Thursday, October 30, 2008

When Will Winner Be Known?

2008 November 1. Updated. Still Iowa for Obama at 10 pm. There are some changes. North Dakota gets decided at 3:43 am for McCain, instead of after an infinite amount of time. Missouri has flipped into the McCain column, and is the last state to be decided, at 5:10 am. ElectoralVote.com says if Missouri goes McCain and Obama wins the election, Missouri loses its bellwether status. It never had it to begin with. Missouri went the other way from the entire election in 1860, 1872, 1876, 1880, 1888, 1896, 1900, and 1956, when Stevenson took the state. What would happen in this instance is that the statement "The Democrats have never won an election without taking Missouri.", which is true now, would become false.

2008 October 31. Updated. Now Iowa wins it for Obama at 10 pm, right as the polls close.

It is now only 5 days until the Great Presidential Election of 2008. After the conventions, the race was a tie, but Barack Obama has piled up a moderate lead in recent weeks. I therefore expect Election Night not to be as long as in 2000 and 2004. The 2004 race was not settled until Wednesday morning, when it became clear that Ohio, the deciding state, was going to go to Bush by a substantial margin. In 2000, the race was not decided until mid-December, with Florida being the deciding state. So I expect this night to be shorter. How much shorter?

To answer that question, look at what happens on Election Night. The networks will not announce any results for any state until the polls close everywhere in the state. However, they will be performing exit polls, and on this basis, when the polls close, they can project ("call") a state for one candidate or the other. If the race in that state is close, they will not call it then but wait until enough votes are in for them to conclude that a candidate has won it. To get an estimate of Decision Time on Election Night, we need to know how the networks are going to call a state. I have only memory to rely on for this, so I will make a guess at a possible calling function.

This function will be a function of the average poll result for the state. For this number, I am going to use the file provided by Electoral-Vote.Com, as well as their procedure, which is to take an average of all the polls for the previous week. I will use only the two major party candidates' poll numbers, which I will normalize by the usual method, namely to set the vote for Barack Obama

= Poll for Obama / (Poll for Obama + Poll for McCain)

and set the vote for McCain as being 1 - Poll for Obama. Call the poll result for Obama x. Set the closing time of the election polls for the state = c. Then my function is:

f(x) = 0 if |x-0.5| > 0.04 (networks call the state immediately upon poll closing)
= 336, if x = 0.5 (two weeks. Highly improbable in election but not in polls)
= 1/50/|x-0.5| otherwise.

The value of the function is given in hours. I choose a hyperbolic function on the difference between the vote result and 50%. If a candidate is getting 52% (he leads by 4 points), this function gives one hour; that is, the networks will wait an hour before calling the state. If a candidate gets 51%, the wait is 2 hours, and if it is 50.5% (1 point difference) the wait is 4 hours.

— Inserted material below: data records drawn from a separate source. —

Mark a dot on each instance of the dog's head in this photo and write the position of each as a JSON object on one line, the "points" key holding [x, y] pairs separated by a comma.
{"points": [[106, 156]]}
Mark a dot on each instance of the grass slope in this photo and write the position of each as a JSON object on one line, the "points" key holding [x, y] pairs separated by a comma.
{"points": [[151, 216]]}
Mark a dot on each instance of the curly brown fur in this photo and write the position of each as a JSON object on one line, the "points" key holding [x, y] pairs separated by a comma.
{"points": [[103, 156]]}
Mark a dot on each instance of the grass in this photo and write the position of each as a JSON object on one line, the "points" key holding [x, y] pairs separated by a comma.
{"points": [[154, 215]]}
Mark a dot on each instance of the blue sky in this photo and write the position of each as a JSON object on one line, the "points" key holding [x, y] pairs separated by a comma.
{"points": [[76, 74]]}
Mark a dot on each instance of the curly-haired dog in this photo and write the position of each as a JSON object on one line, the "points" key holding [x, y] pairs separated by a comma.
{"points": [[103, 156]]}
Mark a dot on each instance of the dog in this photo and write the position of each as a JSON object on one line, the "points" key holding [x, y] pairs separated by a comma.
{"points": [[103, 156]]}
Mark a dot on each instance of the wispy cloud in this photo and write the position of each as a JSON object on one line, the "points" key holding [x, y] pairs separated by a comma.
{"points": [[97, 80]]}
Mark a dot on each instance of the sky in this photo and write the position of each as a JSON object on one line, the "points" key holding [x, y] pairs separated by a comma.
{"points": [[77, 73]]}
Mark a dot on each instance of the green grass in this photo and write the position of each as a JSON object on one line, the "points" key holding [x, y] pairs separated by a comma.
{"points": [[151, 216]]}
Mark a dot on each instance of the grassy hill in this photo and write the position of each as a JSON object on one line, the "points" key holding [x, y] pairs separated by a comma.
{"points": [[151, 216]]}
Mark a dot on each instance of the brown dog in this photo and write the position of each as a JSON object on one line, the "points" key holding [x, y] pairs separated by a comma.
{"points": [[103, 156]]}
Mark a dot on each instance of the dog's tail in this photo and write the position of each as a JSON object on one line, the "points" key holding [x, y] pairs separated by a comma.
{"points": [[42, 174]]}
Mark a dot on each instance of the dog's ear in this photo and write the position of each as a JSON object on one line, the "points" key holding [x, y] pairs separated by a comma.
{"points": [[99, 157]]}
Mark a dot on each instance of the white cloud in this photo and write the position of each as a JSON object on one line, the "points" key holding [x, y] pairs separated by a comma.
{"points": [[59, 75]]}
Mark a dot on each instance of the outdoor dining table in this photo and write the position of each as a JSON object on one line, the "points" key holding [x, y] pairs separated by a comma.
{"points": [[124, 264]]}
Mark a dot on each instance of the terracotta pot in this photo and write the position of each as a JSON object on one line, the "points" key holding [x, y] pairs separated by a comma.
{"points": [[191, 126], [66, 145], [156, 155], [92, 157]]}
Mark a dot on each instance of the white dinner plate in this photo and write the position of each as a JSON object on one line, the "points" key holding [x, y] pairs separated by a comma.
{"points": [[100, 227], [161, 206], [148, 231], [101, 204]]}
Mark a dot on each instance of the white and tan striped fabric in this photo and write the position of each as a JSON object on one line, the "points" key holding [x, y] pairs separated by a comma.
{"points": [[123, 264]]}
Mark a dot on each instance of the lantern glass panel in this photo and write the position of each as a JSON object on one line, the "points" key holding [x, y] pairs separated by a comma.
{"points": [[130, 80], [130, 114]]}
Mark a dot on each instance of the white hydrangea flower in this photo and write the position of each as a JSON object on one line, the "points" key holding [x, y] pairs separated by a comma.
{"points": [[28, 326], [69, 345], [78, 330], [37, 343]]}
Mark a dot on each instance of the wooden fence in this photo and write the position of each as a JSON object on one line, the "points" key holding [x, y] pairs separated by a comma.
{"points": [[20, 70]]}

I then add this value to the closing time to get an estimated calling time T for the state; in other words,

T= c + f(x).

I rank-order the states by calling-times, and add up the Obama votes. I then look for that time when the Obama vote is 269 electoral votes or more (I assume that Obama wins a 269-269 tie).

I did that this morning and got that the deciding state will be Indiana, and that the calling time will be 9:45 pm. This will allow for an extra snack or drink and some discussion before going to bed for the night.

Here are the deciding states and times I have been getting the past few days, based on the polls, times in EST:

October 12, North Carolina, 10:40 pm
October 22, California+,11:00 pm
October 23, California+, 11:00 pm
October 24, Florida, 9:50 pm
October 26, Florida,10:25 pm
October 27, Florida, 10:00:05 pm
October 28, North Carolina, 10:28 pm
October 29, North Carolina, 10:19 pm
October 30, Indiana, 9:45 pm
October 31, Iowa, 10:00 pm
November 1, Iowa, 10:00 pm

By + for October 22 and 23, I mean that the election is decided by all four states that are immediately called for Obama at 11 pm EST.

From this one can deduce several points. One is that the deciding state is likely to be a large state. Indiana is the smallest state so far that has appeared as a deciding state. For some time earlier this week, McCain was gaining, causing later decision times. But now it's getting earlier again. Yesterday's polls were overwhelmingly for Obama. At 10 pm Obama will either have reached 269 or will be just short of 269. The first state in that hour, from 10-11 pm, that gets called for Obama may very well put him over the top.

This is only a model, and if I change the function, I may change the time and deciding state. But I gather from this that Election Night will be over with by 11 pm EST, and maybe even by 10 pm, and that the deciding state will probably be one of these: California, North Carolina, Indiana, Missouri, Florida, or possibly Nevada, although that is more remote.

Tuesday, March 04, 2008

Ambiguous Children's Number Puzzle

This morning's Kidspot in the Richmond Times-Dispatch features a number puzzle entitled "Sum Fun". The puzzle is given as follows. An array of circles is given as:
 O 
OOO
 O 
The numbers 2, 3, 4, 5, and 6 are also shown. The instructions say "Here are five numbers to play with. Put one number in each circle so that the numbers down and across add up to twelve."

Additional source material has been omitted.